В ответ Урусов только зло дернул углом рта и тут же улыбнулся по-настоящему:
– Вот видите, Митя, Аркадий Валерьянович вполне способен уберечь ваши тайны… даже от госпожи губернаторши! А это посложнее, чем от альвийских шпионов!
Митя мрачно покосился на Урусова. Тот думает, что знает Митину тайну… Неправильно думает, и тайна – вовсе другая. Но отец – не деликатный княжич из кровных Симарглычей, он – сыскарь из простых, выслуживший дворянство, и что будет, если до него дойдут слухи… И какие слухи до него дойдут? О чем он узнает, услышит, догадается… и как поступит? Проклятье, у них и так отношения изрядно подпорчены, причем в нынешней ссоре Митя отца даже не винил! Сперва отцу сказали, что его пятнадцатилетний сын ввязался в бой, а когда отец бросился к нему – оказалось, что сын исчез из дома. Пропадал невесть где больше суток, а по возвращении рассказал невнятную байку о тяжком душевном потрясении, развеять которое он мог лишь вдали от людей. Отец, будучи натурой черствой и непоэтичной, ни единому слову не поверил. Но Митя же не виноват, что не мог рассказать правду! Ведь отец потребовал бы вернуть варяжскую добычу, а это решительно невозможно. Так вляпаться, как Митя вляпался, – и даже не получить за это хоть какого возмещения? Увольте, на такое он не согласен!
Но мало ему отца – еще и губернаторша!
– Что ей неймется? – буркнул он, с трудом проглотив «…дуре старой!».

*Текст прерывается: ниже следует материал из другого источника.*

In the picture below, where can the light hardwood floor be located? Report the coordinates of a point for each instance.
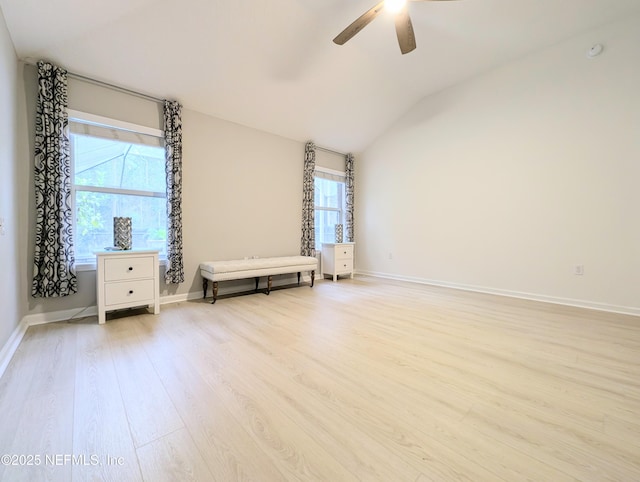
(357, 380)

– Не понимаете? – хмыкнул Урусов.
Митя мотнул головой – он все же светский человек, понимает, конечно! Если губернаторша, как и Урусов, догадывается… думает, будто догадывается… что Митиным отцом был кто-то из Моранычей… о, какая лакомая тайна!
– Если она убедится, уверится, станет писать письма подругам в Москву, в Петербург… да по всей империи! Рассказывать, хвастаться, превозносить свою проницательность… – глухо сказал он, чувствуя, как внутри становится льдисто-спокойно, а земля под его ногами начинает едва заметно шевелиться, словно там, под ней, возится… кто-то… – Она может даже и бабушке-княгине написать… – Голос Мити стал утробным…
– Дмитрий, держите себя в руках, а не то ее превосходительству никакие иные доказательства и не понадобятся, – жестко бросил Урусов, и Митя почувствовал, как к похолодевшим щекам снова приливает жар – от стыда. А еще светским человеком себя мнит – никакой выдержки! – Вы не всё знаете. – Он наклонился почти к самому Митиному уху и скороговоркой пробормотал: – У их превосходительств племянница есть.
– И что? – после недолгого молчания наконец спросил Митя.
На него посмотрели если не как на дурачка, то как на наивного столичного жителя, ничего не понимающего в губернских раскладах.
– Очень, очень малокровная Мокошевна. Почти бескровная. Такое самым роскошным приданым не покрыть, а приданое там не то чтоб плохонькое, но ничего особенного.
– И что мне за дело… – все еще не понимал Митя.
– Вам – нет дела, а губернаторше – есть! При таком малокровии девочку подумывали выдать за бескровного, как вашу матушку. И тут в губернии начинают подниматься мертвецы! А рядом все время вертится некий интересный молодой человек, вроде бы не Кровный, однако же… – Урусов снова многозначительно поиграл голосом. – Как тут не присмотреться? Очень-очень внимательно…
И вот тут Митя понял, что это все всерьез!
– Мне шестнадцать только в конце месяца будет! – возопил он. – Я… – и как в омут с головой выпалил то, чего не сказал бы при иных обстоятельствах: – Я маленький еще!